Melatonin reduces the number of free ACE2 receptors, as a result, the number of connections between the virus and the enzyme is reduced, which leads to damage to a minimum number of cells, which means the coronavirus infection will occur in a mild form.

Additionally, melatonin reduces the inflammatory response at the site of virus entry and controls the immune response, preventing the development of a “cytokine storm.” And since it is the violent cytokine reaction that leads to a fatal result, its suppression increases the patient’s chances of surviving and avoiding serious complications.

In our country

sufficient scientific experience has not yet been accumulated to confirm the fact that melatonin prevents severe COVID-19, and the mechanism of action of melatonin on the human body has not yet been sufficiently studied. However, empirical evidence provides encouraging results and supports the positive effect of melatonin on the outcome of COVID-19.

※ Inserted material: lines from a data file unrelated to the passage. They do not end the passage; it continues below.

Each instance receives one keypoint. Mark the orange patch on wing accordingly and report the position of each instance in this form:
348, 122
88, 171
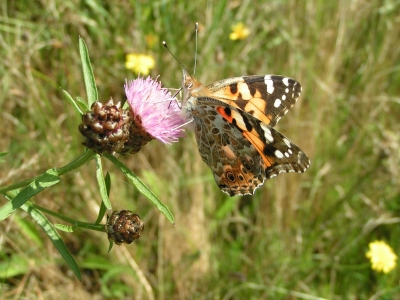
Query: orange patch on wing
222, 112
251, 136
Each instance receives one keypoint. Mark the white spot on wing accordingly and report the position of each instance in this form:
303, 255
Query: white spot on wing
287, 142
278, 154
269, 83
285, 81
267, 133
277, 102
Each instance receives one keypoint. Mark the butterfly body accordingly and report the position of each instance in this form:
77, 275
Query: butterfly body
233, 124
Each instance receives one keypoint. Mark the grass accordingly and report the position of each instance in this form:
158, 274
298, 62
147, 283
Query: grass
299, 237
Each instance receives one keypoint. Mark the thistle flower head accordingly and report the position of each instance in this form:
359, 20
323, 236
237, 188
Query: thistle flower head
155, 109
124, 227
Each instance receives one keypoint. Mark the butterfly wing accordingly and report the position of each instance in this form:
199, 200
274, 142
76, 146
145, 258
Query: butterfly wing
234, 161
277, 152
267, 97
241, 150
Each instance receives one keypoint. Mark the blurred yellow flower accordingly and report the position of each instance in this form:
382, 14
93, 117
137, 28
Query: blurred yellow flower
139, 63
382, 257
239, 32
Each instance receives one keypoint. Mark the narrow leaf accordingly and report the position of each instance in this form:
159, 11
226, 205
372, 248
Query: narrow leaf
101, 182
54, 237
103, 208
82, 104
65, 228
39, 184
88, 76
142, 187
73, 102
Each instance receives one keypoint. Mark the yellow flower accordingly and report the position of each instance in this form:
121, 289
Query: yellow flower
239, 32
139, 63
382, 257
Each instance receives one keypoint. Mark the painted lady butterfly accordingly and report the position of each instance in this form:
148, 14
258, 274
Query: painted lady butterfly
233, 120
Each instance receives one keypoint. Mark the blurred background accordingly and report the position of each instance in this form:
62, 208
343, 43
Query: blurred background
301, 236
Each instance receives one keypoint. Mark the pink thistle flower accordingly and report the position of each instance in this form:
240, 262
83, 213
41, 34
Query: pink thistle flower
155, 109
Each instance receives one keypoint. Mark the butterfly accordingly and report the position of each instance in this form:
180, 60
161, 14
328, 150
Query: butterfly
233, 122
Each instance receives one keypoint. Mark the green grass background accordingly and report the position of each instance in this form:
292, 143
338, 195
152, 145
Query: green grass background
299, 237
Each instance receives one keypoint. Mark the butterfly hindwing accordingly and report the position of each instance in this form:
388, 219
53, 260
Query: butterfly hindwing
266, 97
233, 120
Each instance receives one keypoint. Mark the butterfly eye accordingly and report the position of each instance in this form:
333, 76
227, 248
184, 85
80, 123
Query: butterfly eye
230, 176
246, 166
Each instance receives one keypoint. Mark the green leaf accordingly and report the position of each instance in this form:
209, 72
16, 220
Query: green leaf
39, 184
142, 187
82, 104
55, 238
101, 182
29, 229
88, 76
73, 102
65, 228
14, 266
103, 208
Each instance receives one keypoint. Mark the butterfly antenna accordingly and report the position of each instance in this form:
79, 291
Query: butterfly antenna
165, 45
195, 52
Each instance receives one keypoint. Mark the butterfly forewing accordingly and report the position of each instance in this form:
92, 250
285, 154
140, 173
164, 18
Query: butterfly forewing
266, 97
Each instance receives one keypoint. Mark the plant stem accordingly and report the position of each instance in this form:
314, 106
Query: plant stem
85, 157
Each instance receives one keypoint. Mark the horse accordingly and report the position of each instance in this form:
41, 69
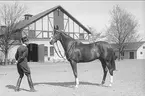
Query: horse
77, 52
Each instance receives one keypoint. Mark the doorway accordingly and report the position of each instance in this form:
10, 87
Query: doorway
131, 55
32, 52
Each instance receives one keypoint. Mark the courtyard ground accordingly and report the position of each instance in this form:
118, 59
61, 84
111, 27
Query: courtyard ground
56, 79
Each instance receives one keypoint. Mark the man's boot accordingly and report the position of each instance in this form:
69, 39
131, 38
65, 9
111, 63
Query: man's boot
18, 84
30, 84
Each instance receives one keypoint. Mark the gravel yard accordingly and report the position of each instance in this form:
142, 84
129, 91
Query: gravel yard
56, 79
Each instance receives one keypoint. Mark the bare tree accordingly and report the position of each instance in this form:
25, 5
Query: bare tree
123, 28
95, 36
10, 15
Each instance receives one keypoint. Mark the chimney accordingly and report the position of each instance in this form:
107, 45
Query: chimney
28, 16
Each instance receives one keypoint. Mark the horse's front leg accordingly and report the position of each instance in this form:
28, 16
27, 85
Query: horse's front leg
74, 68
105, 70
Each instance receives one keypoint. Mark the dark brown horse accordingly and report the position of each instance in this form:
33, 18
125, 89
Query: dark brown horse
77, 52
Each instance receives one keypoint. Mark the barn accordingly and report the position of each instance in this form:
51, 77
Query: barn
39, 29
133, 50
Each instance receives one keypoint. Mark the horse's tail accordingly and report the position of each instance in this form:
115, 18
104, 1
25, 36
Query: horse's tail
113, 61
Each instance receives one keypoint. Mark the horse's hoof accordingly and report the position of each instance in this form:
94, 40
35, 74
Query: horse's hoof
103, 82
110, 85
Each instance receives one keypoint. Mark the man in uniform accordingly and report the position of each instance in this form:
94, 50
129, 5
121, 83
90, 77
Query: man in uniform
22, 66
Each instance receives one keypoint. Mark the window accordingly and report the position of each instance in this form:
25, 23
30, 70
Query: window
81, 36
51, 51
46, 51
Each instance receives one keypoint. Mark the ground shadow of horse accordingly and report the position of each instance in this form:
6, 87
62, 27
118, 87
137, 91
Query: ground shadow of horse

Melatonin preparations are available in Russia without a prescription, but you should not take them without an in-person consultation with a doctor, either to correct sleep disorders or to prevent or treat COVID-19.

Risks of Taking Melatonin

Melatonin is considered safe for short-term use - for example, to restore sleep patterns. Even taking single extreme doses is unlikely to cause harm. There is not yet enough data on long-term use to consider it completely safe, but there are few risks. Here are the ones worth keeping in mind.

  1. Melatonin has side effects.

    Headache, dizziness, daytime sleepiness and nausea are rare but do occur. They may be an individual reaction or a consequence of too high a dosage (above 3 mg). Melatonin also inevitably causes drowsiness immediately after taking it, so it is best to avoid driving or operating machinery for five hours after taking the supplement.

  2. Melatonin may interfere with the way medications work.

    The list of drugs that are best not taken with the supplement is quite long. Anticoagulants, antiplatelet drugs, and any supplements that reduce blood clotting when combined with melatonin increase the risk of bleeding. Antidepressants and hormonal contraceptives - cause excessive drowsiness and may worsen side effects. Diabetes medications may not work as well because melatonin reduces insulin sensitivity and production. Anticonvulsants and immunosuppressants also work worse. So if you take medications, you should consult your doctor before purchasing melatonin.

  3. The composition of the supplement does not always correspond to the label.

    The production of dietary supplements is not as strictly regulated as drugs. As a result, they may not contain melatonin at all or may not contain the amount indicated on the package. In 2017, researchers tested 31 melatonin supplements and found that melatonin content was within 10% of label claims in more than 71% of the supplements. 26% of the supplements also contained serotonin, which, if exceeded, can lead to serotonin syndrome, a rare but dangerous toxic reaction.

  4. It is not so easy to choose the dosage.

    The brain produces less than 0.1 g of melatonin per night. Melatonin supplements usually contain much more: 2–12 mg. This number seems excessive. Especially in the context of studies in which melatonin reduced insulin sensitivity and production.